ニック「毎回新しいことを発見しようとしているわけで、当然ライヴだって変化している。5年前と今とでは同じ曲をやるんでも全然違うっていうようでありたいし。それに前回のアルバム(『スリラー』)だったら、“スライド”とか、スタジオで作り込んだ曲だから最初はライヴでやるかどうか迷ってたんだけど、『これをライヴで再現してみたらどうなるんだろう?』って思っていろいろ試行錯誤した結果、ライヴでやるとめちゃくちゃ面白い曲になったり。今回の”All The Way“とかは、デモの段階ではライヴっぽくない曲だったんだけど、曲を練習していくうちにどんどんライヴっぽい音に近づいてきたり、そうやって常に進化し続けていくんだよ。ただ、自分達が普段聴いてる音楽は音に加工してたり、古いディスコのループを使ってる作品が多かったりするわけで、だから自分達の音をそのままクラブ・ミュージックの手法みたいにAbletonに落とし込んで使ってみたらどうなるんだろう?っていう。毎回新作を作るときは、必ず前回のアルバムを通して新たに習得した技を活かすようにしてるんだ」

―ちなみに、ヴォーカリストとしての自己評価はどうでしょう? 今回のアルバムには様々なゲスト・ヴォーカリストが参加していて、ある種ヴォーカル・アルバムと言える側面もあると思いますけど。

ニック「とりあえず、自分にできることとできないことについて理解してるつもりではいるよ。ギタリストの場合、自分の音をプロダクションによって変化させていくことができるじゃないか。それがヴォーカルだと、たとえばREM でありU2の曲をマイケル・スタイプなりボノなりと結びつけずに聴くって難しいわけじゃないか。誰が聴いてもその人ってわかる声っていう。だから、自分の声を変えてみたい願望があるというか……ここが長年同じバンドをやってると難しいところで、せっかく新しいサウンドを見つけても、ヴォーカルの声だけはそこまで大幅には変えられないからさ。自分としては歌うのは好きだけど、同時に違う声も試してみたいっていう思いもあるんだよね」

―ところで、今回のアルバムのジャケットはこれまでとかなり違ったテイストですよね。あの猿について他のインタヴューで、「自分が猿以上の存在でないという自覚を持つことが大事だ」「あの猿を受け入れることは、自分の中の道化の部分であり原始的な部分を受け入れることだ』って話していたのが興味深かったのですが。
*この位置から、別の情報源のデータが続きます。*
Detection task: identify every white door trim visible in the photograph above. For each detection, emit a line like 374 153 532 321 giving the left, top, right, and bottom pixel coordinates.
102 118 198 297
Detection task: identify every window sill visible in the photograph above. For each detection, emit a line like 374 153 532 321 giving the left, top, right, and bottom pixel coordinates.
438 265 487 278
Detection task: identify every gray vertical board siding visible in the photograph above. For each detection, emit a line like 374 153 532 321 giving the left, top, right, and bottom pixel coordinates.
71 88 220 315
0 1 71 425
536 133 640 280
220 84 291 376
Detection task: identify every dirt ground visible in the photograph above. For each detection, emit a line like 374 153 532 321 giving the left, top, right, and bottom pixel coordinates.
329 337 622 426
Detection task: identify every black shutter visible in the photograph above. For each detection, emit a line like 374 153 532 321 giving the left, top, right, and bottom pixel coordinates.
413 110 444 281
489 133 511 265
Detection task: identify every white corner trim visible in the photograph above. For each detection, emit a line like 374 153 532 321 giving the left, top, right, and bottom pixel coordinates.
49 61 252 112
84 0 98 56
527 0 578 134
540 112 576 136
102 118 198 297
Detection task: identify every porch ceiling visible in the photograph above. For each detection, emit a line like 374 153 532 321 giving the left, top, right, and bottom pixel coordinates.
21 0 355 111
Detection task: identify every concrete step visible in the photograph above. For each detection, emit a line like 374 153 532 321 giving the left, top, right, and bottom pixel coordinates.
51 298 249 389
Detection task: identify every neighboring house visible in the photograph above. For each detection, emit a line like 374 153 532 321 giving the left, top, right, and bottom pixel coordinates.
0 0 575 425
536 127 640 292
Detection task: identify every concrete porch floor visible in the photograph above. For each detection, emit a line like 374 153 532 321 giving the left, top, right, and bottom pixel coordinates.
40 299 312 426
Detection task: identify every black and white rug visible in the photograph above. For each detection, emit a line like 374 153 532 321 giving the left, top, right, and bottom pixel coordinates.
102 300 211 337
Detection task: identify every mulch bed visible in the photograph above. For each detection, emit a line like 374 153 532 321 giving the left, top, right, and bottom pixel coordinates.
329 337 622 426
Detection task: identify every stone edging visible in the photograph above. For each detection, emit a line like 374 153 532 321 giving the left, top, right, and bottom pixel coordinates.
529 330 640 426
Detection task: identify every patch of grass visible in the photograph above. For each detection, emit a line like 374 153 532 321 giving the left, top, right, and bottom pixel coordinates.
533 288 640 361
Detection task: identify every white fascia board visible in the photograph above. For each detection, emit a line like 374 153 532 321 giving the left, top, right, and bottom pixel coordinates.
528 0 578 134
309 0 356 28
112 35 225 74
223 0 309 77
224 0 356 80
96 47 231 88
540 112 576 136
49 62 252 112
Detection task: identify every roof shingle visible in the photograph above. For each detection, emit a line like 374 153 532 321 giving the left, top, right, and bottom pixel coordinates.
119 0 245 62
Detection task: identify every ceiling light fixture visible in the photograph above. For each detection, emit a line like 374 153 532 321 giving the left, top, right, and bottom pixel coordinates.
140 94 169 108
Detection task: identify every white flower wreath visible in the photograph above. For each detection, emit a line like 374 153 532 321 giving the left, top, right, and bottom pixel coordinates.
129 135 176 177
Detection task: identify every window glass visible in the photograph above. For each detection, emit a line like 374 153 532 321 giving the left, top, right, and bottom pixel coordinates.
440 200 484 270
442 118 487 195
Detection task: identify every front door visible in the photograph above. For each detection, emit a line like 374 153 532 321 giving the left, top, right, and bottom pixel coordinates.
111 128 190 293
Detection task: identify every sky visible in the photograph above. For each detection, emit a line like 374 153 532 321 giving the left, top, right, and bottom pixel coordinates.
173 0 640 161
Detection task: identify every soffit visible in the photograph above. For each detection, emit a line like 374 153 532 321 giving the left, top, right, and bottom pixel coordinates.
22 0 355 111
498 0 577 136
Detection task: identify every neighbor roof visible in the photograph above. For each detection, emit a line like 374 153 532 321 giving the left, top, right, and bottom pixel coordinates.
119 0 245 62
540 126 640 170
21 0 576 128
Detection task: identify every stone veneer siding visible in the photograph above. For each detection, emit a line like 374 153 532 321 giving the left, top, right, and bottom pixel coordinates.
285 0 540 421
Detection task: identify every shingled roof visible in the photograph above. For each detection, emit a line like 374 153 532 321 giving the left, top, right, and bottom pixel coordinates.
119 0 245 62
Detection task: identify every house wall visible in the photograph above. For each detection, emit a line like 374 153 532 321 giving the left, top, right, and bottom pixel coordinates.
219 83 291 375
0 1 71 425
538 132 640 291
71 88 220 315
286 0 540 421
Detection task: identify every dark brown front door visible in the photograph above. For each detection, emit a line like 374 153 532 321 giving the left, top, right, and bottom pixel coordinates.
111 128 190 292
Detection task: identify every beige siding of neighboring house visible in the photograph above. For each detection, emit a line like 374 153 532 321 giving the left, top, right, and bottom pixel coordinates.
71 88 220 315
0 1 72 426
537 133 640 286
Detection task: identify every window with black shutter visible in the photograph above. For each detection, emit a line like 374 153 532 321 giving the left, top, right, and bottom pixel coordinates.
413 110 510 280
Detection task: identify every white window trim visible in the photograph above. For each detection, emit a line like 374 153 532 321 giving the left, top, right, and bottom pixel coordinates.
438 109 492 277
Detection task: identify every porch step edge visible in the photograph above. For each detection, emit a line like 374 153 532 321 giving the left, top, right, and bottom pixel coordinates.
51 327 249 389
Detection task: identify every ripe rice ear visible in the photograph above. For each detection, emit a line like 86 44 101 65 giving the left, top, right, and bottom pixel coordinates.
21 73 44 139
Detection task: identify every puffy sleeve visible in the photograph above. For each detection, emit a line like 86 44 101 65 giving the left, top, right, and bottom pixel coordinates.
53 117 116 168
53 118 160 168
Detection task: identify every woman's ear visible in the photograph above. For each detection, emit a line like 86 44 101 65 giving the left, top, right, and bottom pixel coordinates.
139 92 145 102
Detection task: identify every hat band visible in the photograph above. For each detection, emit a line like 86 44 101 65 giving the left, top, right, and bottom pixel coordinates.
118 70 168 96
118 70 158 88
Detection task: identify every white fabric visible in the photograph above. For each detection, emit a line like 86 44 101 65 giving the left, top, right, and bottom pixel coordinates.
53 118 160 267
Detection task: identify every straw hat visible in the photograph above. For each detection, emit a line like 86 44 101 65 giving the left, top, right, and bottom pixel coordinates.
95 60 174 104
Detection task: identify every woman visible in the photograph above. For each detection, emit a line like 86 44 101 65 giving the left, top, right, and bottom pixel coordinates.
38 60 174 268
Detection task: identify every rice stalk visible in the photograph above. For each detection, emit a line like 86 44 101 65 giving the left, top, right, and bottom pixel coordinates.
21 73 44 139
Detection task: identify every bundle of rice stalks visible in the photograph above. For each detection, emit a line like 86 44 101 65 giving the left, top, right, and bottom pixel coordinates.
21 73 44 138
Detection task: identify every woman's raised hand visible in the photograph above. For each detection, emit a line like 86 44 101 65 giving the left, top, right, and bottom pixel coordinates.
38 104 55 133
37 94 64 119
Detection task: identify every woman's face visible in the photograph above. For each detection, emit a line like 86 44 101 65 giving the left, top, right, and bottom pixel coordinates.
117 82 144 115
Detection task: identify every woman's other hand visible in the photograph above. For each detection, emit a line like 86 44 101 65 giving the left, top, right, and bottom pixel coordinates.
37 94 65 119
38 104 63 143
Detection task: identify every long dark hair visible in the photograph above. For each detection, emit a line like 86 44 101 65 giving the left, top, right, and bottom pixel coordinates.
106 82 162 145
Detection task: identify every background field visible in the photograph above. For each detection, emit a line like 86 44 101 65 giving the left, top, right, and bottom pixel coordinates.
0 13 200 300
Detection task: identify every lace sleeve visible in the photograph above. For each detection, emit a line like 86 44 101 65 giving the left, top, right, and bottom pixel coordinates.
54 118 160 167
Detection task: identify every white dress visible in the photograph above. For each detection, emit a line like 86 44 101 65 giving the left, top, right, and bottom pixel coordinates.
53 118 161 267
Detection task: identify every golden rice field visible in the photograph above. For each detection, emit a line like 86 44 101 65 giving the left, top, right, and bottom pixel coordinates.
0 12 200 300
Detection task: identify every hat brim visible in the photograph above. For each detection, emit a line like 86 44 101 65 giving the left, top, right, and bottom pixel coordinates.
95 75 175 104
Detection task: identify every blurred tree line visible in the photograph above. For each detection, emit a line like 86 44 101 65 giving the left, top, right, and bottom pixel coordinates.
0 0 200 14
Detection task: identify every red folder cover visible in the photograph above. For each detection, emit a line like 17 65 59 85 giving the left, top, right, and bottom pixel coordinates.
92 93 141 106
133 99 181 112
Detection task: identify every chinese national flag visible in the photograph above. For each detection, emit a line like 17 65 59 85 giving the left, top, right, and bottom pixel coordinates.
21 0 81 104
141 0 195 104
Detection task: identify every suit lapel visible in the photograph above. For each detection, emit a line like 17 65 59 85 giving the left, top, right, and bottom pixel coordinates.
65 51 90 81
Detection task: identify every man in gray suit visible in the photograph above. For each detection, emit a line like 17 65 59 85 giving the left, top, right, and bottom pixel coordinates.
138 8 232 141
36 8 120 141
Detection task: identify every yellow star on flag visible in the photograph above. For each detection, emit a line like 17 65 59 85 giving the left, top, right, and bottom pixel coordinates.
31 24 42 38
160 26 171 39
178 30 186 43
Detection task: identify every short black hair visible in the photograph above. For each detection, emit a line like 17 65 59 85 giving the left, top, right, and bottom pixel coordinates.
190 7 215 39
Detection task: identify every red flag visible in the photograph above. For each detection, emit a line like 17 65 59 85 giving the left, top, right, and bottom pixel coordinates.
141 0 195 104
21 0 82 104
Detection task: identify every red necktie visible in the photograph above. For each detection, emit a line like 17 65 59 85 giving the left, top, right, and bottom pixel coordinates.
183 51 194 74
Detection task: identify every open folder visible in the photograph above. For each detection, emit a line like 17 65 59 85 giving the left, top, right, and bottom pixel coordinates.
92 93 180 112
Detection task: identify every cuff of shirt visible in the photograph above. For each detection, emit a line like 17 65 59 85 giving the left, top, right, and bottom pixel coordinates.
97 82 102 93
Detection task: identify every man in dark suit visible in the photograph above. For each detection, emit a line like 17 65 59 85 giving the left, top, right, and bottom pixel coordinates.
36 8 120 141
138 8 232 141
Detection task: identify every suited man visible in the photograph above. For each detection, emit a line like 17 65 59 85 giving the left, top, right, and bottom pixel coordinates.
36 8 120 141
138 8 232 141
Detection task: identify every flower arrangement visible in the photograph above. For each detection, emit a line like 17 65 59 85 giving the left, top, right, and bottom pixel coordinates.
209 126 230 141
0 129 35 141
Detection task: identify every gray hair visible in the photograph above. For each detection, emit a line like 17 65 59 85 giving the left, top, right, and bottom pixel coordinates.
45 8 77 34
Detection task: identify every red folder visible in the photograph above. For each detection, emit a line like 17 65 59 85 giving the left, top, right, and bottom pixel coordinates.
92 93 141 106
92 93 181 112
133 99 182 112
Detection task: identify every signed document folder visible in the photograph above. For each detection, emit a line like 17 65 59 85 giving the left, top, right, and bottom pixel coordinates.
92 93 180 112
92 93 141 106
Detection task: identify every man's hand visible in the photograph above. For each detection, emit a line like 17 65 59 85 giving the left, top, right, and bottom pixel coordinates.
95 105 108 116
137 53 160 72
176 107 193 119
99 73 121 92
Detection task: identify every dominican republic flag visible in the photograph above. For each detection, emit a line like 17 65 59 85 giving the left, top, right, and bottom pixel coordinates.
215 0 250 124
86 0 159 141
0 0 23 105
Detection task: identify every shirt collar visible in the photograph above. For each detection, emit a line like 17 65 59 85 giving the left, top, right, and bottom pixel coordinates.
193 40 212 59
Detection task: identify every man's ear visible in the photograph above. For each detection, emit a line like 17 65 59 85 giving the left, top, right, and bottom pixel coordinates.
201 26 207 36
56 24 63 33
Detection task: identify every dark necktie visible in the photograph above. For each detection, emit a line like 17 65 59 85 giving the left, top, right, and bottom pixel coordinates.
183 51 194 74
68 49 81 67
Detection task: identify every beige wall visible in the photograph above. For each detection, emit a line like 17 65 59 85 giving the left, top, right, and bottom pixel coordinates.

ニック「人間の本能の部分に繋がるってことはクリエイションの基本だからね。シンプルに考えなくちゃいけないし、自分が本能の部分で一番求めてるものは何なのかってことに常に耳を澄まさせていなくちゃいけないんだ。何が自分の本能を突き動かすのかっていうね。自分達が音楽を作る理由は本能と直結していて、エモーションであったりセクシャルであったり、自分にも理解できない感情の一番深い部分と直結していて、その心の声に耳を傾けることが大事なんだ。だからこそ、自分の中にある原始的な部分に繋がるっていうね」

―なるほど。

ニック「道化って部分に関しては……自分がステージの上で派手なパフォーマンスをしてると、こいつは相当エゴイストで自分のことが好きな人間だろうなって思われるだろうけど、同時に道化でもあり笑い者であるってことを自覚していく必要があるんだよ。自分自身を笑い飛ばすっていう視点をね。だからこそ、19年間もこのバンドを続けてこれたんだよ。音楽に対してシリアスなんだけど、同時にシリアスでないし、楽しんでいる。これは遊びでもあるんだ」

 

―いま、19年間という話も出ましたが、!!!は来年で結成20周年を迎えます。近年はメンバーの離脱など様々な出来事に見舞われましたが、現在のバンドは状態としていかがですか?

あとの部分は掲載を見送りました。